The advice comes from 3D measurement expert Severn Partnership, which has recently been working with Cambridge University to help the organisation gain greater transparency of its facilities for renovation purposes.
Many London universities have revealed they are hesitant to use BIM because they are cautious of how much money needs to be invested in order to ensure it is a worthwhile exercise. Yet according to Severn Partnership, which cites Cambridge University as an example, BIM is one of the most useful methods of reducing facilities management costs and offers a lower long term cost option for universities. This information is even more pertinent following the recent Government announcement that all UK construction companies tendering for public sector work should achieve level two BIM by 2016.
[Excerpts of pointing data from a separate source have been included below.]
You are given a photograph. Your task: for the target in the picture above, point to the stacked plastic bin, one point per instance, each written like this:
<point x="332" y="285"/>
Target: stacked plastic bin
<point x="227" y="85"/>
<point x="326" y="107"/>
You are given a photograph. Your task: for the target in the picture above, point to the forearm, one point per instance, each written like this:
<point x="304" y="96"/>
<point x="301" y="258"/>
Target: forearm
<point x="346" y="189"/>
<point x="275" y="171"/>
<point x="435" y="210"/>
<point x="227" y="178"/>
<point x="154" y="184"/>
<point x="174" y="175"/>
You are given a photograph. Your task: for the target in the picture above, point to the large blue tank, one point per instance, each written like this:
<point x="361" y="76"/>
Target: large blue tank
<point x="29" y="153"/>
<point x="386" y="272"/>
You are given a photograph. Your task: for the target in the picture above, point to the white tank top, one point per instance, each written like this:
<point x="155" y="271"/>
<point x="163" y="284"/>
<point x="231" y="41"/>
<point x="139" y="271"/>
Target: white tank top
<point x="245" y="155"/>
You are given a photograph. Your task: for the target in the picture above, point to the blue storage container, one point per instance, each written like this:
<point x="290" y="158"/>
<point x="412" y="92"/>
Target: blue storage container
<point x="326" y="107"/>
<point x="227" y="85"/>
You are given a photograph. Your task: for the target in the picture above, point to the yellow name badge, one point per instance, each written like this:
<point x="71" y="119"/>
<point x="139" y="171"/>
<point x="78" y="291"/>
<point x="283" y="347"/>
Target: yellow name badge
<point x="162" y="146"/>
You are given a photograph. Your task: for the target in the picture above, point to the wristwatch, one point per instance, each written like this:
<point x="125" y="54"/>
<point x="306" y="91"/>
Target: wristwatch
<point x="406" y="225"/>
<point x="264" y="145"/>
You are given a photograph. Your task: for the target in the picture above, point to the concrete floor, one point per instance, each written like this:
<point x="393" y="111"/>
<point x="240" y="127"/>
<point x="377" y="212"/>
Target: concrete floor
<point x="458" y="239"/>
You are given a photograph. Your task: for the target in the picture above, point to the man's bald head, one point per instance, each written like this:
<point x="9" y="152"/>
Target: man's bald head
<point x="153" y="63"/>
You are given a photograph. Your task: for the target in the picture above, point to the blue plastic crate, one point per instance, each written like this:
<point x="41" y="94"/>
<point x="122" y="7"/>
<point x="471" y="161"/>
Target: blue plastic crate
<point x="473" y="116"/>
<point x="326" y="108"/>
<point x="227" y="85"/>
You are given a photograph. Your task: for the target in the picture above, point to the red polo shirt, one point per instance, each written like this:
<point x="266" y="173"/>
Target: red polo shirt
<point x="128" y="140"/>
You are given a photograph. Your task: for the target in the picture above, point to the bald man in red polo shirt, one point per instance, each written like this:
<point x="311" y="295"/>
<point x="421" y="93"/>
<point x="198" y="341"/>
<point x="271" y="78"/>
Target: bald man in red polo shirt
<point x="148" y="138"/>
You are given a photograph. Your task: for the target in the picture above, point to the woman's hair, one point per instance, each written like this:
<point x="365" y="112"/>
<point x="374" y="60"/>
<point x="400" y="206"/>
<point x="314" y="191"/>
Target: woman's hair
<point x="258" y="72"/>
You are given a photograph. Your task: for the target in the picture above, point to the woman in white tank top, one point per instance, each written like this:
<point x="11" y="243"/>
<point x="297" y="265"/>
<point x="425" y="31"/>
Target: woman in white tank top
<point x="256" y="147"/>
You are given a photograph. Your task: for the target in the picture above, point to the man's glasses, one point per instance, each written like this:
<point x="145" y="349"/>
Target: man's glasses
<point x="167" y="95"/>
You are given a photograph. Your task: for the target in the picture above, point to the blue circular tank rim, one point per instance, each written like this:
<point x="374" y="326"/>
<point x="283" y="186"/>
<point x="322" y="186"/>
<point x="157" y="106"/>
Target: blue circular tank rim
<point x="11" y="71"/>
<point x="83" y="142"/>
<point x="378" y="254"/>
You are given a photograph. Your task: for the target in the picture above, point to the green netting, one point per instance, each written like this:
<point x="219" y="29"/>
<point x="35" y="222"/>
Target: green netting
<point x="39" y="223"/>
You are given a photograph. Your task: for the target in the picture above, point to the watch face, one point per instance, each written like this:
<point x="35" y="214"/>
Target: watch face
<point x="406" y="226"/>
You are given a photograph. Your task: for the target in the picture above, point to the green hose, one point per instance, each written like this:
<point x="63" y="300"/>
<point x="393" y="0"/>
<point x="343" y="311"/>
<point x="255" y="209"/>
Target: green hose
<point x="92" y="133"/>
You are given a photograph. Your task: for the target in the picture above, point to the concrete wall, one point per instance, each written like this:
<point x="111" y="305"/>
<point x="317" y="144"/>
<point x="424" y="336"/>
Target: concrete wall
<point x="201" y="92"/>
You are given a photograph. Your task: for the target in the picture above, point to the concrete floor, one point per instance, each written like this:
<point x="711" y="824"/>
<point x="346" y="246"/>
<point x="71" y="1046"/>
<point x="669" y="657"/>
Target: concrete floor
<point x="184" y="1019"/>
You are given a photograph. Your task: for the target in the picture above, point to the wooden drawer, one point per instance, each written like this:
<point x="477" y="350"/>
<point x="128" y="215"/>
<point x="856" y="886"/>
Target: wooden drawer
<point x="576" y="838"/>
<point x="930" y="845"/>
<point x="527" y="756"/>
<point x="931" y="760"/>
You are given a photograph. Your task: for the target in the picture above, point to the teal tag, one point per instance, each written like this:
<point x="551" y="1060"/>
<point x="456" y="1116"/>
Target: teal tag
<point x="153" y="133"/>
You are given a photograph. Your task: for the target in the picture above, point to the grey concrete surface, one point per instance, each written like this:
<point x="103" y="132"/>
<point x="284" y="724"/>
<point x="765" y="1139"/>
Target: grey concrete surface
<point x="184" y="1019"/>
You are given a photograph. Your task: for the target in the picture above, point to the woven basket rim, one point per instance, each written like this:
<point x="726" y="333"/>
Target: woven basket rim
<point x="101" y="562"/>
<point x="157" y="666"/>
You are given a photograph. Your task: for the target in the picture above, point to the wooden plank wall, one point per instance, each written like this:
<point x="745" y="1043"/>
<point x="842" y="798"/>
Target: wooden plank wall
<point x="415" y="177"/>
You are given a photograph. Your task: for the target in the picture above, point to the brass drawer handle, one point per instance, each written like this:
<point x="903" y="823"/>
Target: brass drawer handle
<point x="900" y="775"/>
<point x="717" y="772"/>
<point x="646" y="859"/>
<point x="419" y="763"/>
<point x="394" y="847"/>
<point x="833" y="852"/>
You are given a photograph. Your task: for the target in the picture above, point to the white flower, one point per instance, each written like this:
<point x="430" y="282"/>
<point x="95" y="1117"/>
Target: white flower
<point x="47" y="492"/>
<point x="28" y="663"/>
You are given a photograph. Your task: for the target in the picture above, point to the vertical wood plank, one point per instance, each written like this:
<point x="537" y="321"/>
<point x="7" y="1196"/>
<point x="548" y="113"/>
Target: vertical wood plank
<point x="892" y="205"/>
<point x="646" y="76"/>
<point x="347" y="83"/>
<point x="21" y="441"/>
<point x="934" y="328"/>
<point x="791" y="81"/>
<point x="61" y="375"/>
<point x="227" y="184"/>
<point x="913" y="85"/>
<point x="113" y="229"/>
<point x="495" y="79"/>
Cambridge University appointed Severn Partnership to laser scan a large area of campus for use in site wide refurbishment and construction work. Two-dimensional CAD elevations along with accurate 3D models were developed and used within the Universities BIM project. This collaborative BIM approach ensures that reworks are reduced, stakeholders can be engaged in a full project at the early stages, and insurance costs are typically lowered, saving further investment from the university.
Mark King, Project Manager at Severn Partnership explained how a BIM model has made it much easier for the university to plan any building developments.
“The great thing about BIM is that you have access to all the relevant information for an entire campus, which universities can refer to at any time in the future when planning additional redevelopment work. This not only saves money when it comes to any future building work but it also allows universities to form closer collaborations with contractors, lower risk premiums, and dramatically reduce the number of variations required on any development work. It also means that universities make more efficient use of space and experience minimum disruption during any development process.”
Universities pointing towards the cost of hiring an internal BIM manager to access and manipulate BIM data are also being reassured by Severn Partnership. The company’s sister company SEEABLE provides complimentary deliverables to re-purpose BIM into easy, non-technical bespoke apps for facilities, safety and marketing teams. This makes BIM accessible to anyone within an organisation and removes the costly expense of hiring an internal BIM manager.
Mark Combes, Partner of SEEABLE explained:
“We have made BIM accessible to everyone through the launch of our sister company, SEEABLE. Once 3D data goes into SEEABLE, we can reuse it for architectural and engineering design. And because it can be viewed in an intuitive app environment, or through games-based learning, there is no need for complex software in order to make it possible to analyse and view 3D data. There is now no reason for not investing in BIM technology and this is why 75% of BIM users do experience a positive return on investment.”